AI Search and Retrieval for Web Crawlers
Bridge the gap between your web crawl and AI language models using Model Context Protocol (MCP). With mcp-server-webcrawl, your AI client filters and analyzes web content under your direction or autonomously, extracting insights from your web content.
Support for WARC, wget, InterroBot, Katana, and SiteOne crawlers is available out of the gate. The server includes a full-text search interface with boolean support, resource filtering by type, HTTP status, and more. mcp-server-webcrawl provides the LLM a complete menu with which to search your web content.

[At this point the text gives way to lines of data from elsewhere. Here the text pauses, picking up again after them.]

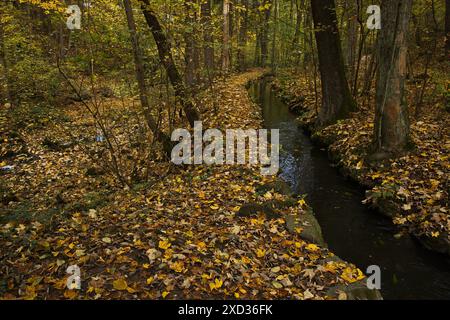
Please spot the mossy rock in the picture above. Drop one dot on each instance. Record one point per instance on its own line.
(356, 291)
(253, 209)
(312, 232)
(279, 186)
(439, 244)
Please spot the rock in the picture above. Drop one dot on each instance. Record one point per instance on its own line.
(355, 291)
(439, 244)
(253, 209)
(81, 96)
(312, 232)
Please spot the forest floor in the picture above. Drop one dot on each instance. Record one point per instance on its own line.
(178, 236)
(413, 189)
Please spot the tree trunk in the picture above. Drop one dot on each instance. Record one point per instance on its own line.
(242, 36)
(226, 37)
(189, 50)
(165, 55)
(337, 101)
(4, 63)
(208, 49)
(447, 26)
(265, 33)
(391, 117)
(140, 76)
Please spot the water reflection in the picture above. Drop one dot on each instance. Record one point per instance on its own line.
(352, 231)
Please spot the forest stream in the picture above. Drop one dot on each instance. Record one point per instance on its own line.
(352, 230)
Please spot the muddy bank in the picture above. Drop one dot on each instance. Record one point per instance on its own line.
(354, 165)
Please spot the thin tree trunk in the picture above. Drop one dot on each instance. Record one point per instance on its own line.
(189, 53)
(242, 36)
(265, 33)
(140, 76)
(391, 116)
(165, 55)
(275, 31)
(337, 101)
(208, 49)
(447, 26)
(226, 37)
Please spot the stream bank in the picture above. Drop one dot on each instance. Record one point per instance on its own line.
(352, 230)
(412, 191)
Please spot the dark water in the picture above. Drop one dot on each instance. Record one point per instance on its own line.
(351, 229)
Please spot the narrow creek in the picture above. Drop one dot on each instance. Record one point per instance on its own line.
(353, 231)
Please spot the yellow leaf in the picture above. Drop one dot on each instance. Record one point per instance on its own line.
(435, 234)
(359, 165)
(164, 244)
(70, 294)
(260, 253)
(277, 285)
(120, 284)
(177, 266)
(216, 284)
(312, 247)
(106, 240)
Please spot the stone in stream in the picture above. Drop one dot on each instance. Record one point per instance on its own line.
(311, 230)
(278, 186)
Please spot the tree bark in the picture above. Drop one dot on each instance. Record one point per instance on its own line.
(242, 36)
(165, 55)
(391, 116)
(447, 26)
(337, 101)
(208, 49)
(4, 62)
(140, 77)
(226, 36)
(265, 33)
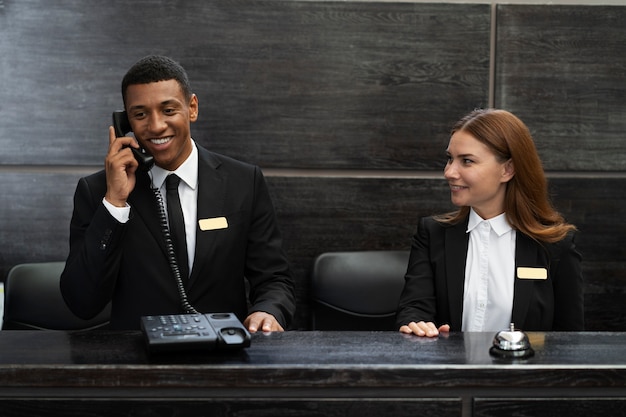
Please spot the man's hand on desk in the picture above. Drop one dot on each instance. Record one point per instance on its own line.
(422, 328)
(260, 320)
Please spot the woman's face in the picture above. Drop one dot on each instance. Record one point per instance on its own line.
(476, 178)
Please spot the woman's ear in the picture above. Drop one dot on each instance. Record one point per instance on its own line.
(508, 171)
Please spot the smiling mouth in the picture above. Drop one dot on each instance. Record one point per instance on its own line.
(160, 141)
(456, 187)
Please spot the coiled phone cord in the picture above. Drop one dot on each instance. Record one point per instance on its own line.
(184, 301)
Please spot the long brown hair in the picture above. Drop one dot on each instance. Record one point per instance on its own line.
(526, 202)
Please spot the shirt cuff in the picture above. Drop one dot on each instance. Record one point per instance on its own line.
(121, 214)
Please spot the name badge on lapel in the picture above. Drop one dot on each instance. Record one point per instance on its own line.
(214, 223)
(531, 273)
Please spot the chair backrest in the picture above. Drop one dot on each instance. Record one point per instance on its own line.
(33, 301)
(357, 290)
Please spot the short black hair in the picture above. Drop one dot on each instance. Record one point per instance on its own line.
(154, 68)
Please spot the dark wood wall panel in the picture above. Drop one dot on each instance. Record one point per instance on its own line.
(562, 70)
(280, 83)
(334, 214)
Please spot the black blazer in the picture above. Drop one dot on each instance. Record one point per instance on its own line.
(435, 279)
(127, 263)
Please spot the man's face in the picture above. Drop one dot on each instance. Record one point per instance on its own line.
(160, 117)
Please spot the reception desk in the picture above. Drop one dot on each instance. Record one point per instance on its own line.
(360, 374)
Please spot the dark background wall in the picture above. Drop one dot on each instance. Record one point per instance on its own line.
(345, 105)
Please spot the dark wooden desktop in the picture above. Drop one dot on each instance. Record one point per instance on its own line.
(303, 373)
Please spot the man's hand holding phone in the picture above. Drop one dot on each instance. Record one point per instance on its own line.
(120, 166)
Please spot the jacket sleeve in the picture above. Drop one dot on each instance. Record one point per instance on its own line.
(89, 277)
(567, 274)
(267, 269)
(418, 298)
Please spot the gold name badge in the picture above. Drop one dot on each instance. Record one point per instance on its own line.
(214, 223)
(532, 273)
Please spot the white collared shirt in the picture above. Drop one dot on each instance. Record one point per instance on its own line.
(188, 193)
(187, 190)
(489, 274)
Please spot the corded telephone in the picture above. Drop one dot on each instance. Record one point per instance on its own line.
(122, 127)
(180, 332)
(189, 330)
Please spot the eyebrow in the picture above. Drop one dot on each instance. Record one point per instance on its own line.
(162, 104)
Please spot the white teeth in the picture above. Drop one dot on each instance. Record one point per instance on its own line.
(161, 141)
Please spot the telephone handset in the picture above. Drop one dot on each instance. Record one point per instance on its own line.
(122, 127)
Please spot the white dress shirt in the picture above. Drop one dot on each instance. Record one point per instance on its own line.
(489, 274)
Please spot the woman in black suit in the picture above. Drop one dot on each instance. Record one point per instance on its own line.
(506, 255)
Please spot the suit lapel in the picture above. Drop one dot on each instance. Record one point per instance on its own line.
(145, 205)
(211, 197)
(456, 243)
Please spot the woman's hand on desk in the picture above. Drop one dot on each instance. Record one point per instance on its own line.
(422, 328)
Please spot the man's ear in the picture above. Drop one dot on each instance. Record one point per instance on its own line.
(509, 171)
(193, 108)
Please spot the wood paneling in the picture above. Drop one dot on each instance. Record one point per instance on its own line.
(562, 69)
(280, 83)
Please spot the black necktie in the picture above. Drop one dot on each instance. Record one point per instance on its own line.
(177, 224)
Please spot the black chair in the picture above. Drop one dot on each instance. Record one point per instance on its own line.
(357, 290)
(33, 301)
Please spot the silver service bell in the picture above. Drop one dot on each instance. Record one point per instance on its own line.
(512, 344)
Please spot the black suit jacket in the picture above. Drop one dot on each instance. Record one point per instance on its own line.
(127, 263)
(435, 279)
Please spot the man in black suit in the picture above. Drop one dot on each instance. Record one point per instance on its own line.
(118, 249)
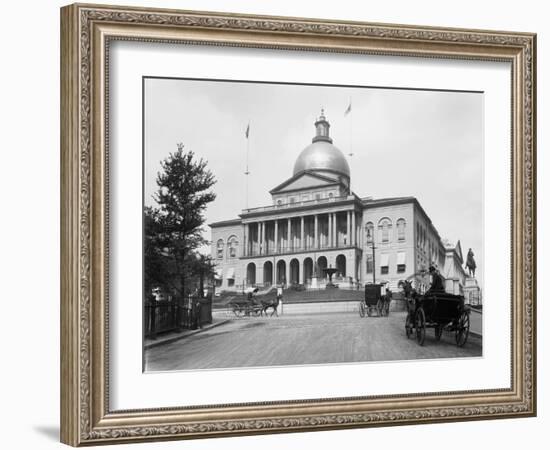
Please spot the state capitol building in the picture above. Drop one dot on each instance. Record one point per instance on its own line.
(315, 221)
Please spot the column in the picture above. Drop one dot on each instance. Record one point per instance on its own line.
(335, 230)
(302, 243)
(329, 237)
(276, 238)
(258, 237)
(352, 267)
(264, 246)
(287, 274)
(289, 235)
(348, 228)
(316, 232)
(245, 240)
(354, 228)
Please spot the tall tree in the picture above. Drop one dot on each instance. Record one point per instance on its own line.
(184, 191)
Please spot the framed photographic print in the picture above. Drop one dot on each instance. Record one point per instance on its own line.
(276, 224)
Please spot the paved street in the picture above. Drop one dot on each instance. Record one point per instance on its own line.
(303, 339)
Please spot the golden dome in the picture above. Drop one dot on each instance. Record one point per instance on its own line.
(321, 154)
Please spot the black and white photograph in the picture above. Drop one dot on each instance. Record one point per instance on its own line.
(297, 224)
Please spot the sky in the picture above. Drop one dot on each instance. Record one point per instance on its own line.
(426, 144)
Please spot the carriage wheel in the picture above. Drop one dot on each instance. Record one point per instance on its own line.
(409, 325)
(420, 326)
(238, 311)
(462, 329)
(361, 309)
(438, 332)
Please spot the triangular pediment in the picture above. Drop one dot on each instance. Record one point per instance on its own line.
(304, 180)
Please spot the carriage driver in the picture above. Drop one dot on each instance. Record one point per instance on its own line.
(437, 281)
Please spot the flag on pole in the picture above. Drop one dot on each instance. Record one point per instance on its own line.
(348, 109)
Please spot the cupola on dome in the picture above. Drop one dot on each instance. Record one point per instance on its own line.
(321, 155)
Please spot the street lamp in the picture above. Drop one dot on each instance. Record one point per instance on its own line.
(370, 236)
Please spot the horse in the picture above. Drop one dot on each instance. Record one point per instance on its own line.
(270, 303)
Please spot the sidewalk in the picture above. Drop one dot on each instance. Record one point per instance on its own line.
(167, 338)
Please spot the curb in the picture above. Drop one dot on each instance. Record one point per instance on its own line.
(184, 335)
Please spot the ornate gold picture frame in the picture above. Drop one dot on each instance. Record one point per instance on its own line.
(87, 31)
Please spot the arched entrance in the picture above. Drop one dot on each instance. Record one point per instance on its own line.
(341, 265)
(251, 274)
(294, 271)
(322, 264)
(268, 273)
(308, 270)
(281, 272)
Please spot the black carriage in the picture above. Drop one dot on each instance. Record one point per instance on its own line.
(374, 302)
(440, 311)
(245, 307)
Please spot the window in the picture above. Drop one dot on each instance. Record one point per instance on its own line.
(233, 246)
(369, 232)
(219, 249)
(385, 264)
(384, 227)
(401, 262)
(370, 264)
(401, 230)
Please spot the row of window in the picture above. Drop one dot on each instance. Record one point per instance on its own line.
(306, 198)
(384, 270)
(232, 246)
(384, 228)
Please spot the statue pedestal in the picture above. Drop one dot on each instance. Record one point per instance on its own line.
(472, 292)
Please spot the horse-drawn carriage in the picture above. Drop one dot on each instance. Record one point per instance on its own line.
(438, 310)
(250, 305)
(375, 301)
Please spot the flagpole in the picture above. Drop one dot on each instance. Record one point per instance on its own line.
(247, 172)
(350, 142)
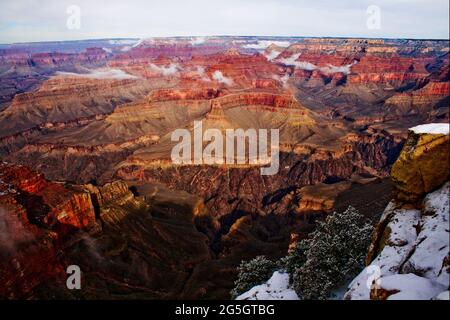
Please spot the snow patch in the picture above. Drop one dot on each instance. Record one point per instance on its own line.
(411, 261)
(277, 288)
(411, 287)
(431, 128)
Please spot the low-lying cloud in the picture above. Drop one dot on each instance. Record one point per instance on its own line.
(219, 77)
(197, 41)
(305, 65)
(100, 74)
(170, 70)
(272, 55)
(202, 74)
(264, 44)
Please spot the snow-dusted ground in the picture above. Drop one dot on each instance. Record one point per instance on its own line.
(432, 128)
(411, 263)
(277, 288)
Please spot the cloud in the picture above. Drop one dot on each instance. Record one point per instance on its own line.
(329, 69)
(219, 77)
(305, 65)
(172, 69)
(292, 61)
(202, 74)
(272, 55)
(197, 40)
(100, 74)
(28, 20)
(263, 44)
(284, 79)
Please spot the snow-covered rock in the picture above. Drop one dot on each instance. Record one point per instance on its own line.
(431, 128)
(413, 252)
(277, 288)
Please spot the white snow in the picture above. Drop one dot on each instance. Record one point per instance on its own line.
(443, 296)
(432, 128)
(411, 287)
(202, 74)
(412, 258)
(277, 288)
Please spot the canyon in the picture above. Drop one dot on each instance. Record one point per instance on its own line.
(87, 176)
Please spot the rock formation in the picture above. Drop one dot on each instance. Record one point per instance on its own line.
(409, 254)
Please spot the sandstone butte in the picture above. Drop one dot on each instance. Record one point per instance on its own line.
(410, 246)
(423, 164)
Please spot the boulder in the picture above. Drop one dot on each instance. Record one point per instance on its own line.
(423, 164)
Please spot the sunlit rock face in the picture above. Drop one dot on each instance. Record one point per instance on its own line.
(95, 118)
(423, 163)
(409, 255)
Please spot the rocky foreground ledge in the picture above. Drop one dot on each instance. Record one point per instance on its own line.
(409, 255)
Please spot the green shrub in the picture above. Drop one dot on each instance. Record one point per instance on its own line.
(253, 273)
(336, 252)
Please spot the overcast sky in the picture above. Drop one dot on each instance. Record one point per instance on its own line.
(45, 20)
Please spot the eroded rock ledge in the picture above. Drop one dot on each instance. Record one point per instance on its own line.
(409, 255)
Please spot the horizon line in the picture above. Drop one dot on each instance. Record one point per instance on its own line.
(226, 36)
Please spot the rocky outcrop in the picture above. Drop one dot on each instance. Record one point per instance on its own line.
(410, 250)
(422, 165)
(320, 197)
(48, 204)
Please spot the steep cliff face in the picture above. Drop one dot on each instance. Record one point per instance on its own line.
(36, 216)
(409, 255)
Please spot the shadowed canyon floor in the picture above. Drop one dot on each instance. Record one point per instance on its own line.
(95, 118)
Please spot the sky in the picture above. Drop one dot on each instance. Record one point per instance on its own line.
(51, 20)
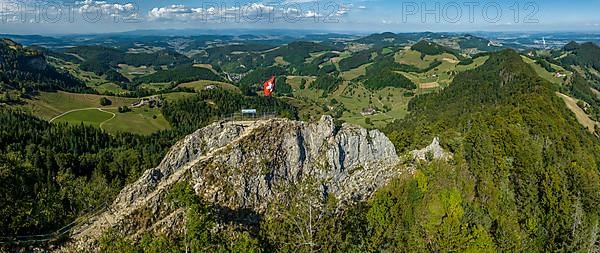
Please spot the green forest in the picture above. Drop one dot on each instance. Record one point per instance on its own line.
(524, 175)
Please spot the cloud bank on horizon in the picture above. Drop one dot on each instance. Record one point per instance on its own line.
(100, 16)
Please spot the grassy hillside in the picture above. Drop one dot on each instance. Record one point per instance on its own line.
(522, 167)
(58, 106)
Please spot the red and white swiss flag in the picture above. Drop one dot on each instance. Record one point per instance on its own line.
(269, 86)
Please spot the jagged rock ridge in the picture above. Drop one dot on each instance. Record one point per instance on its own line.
(247, 165)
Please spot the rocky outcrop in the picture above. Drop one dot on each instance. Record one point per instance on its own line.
(246, 165)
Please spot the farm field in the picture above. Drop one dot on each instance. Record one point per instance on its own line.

mcp-server-webcrawl is free and open source, and requires Claude Desktop, Python (>=3.10). It is installed on the command line, via pip install:
pip install mcp-server-webcrawl
Main Features
- Claude Desktop ready
- Fulltext search support
- Filter by type, status, and more
- Supports wget, WARC, and more
- Augment your LLM knowledgebase
- ChatGPT support coming soon
MCP Configuration
{ "mcpServers": { "webcrawl": { "command": "mcp-server-webcrawl", "args": ["--crawler", "wget", "--datasrc", "/path/to/wget/archives/"] } } } # tested configurations (macOS Terminal/Windows WSL) # --adjust-extension for file extensions, e.g. *.html $ wget --mirror https://example.com $ wget --mirror https://example.com --adjust-extension
{ "mcpServers": { "webcrawl": { "command": "mcp-server-webcrawl", "args": ["--crawler", "warc", "--datasrc", "/path/to/warc/archives/"] } } } # tested configurations (macOS Terminal/Windows WSL) $ wget --warc-file=example --recursive https://example.com $ wget --warc-file=example --recursive --page-requisites https://example.com
{ "mcpServers": { "webcrawl": { "command": "mcp-server-webcrawl", "args": ["--crawler", "interrobot", "--datasrc", "[homedir]/Documents/InterroBot/interrobot.v2.db"] } } } # crawls executed in InterroBot (windowed) # Windows: replace [homedir] with /Users/... # macOS: path provided on InterroBot settings page
{ "mcpServers": { "webcrawl": { "command": "mcp-server-webcrawl", "args": ["--crawler", "katana", "--datasrc", "/path/to/katana/crawls/"] } } } # tested configurations (macOS Terminal/Powershell/WSL) # -store-response to save crawl contents # -store-response-dir allows for many site crawls in one dir $ katana -u https://example.com -store-response -store-response-dir crawls/
{ "mcpServers": { "webcrawl": { "command": "mcp-server-webcrawl", "args": ["--crawler", "siteone", "--datasrc", "/path/to/siteone/archives/"] } } } # crawls executed in SiteOne (windowed) # *Generate offline website* must be checked
From Claude's developer settings, find the MCP configuration to include your crawl. Open in a text editor and modify the example to reflect your datasrc path.
You can set up more mcp-server-webcrawl connections under mcpServers if you want.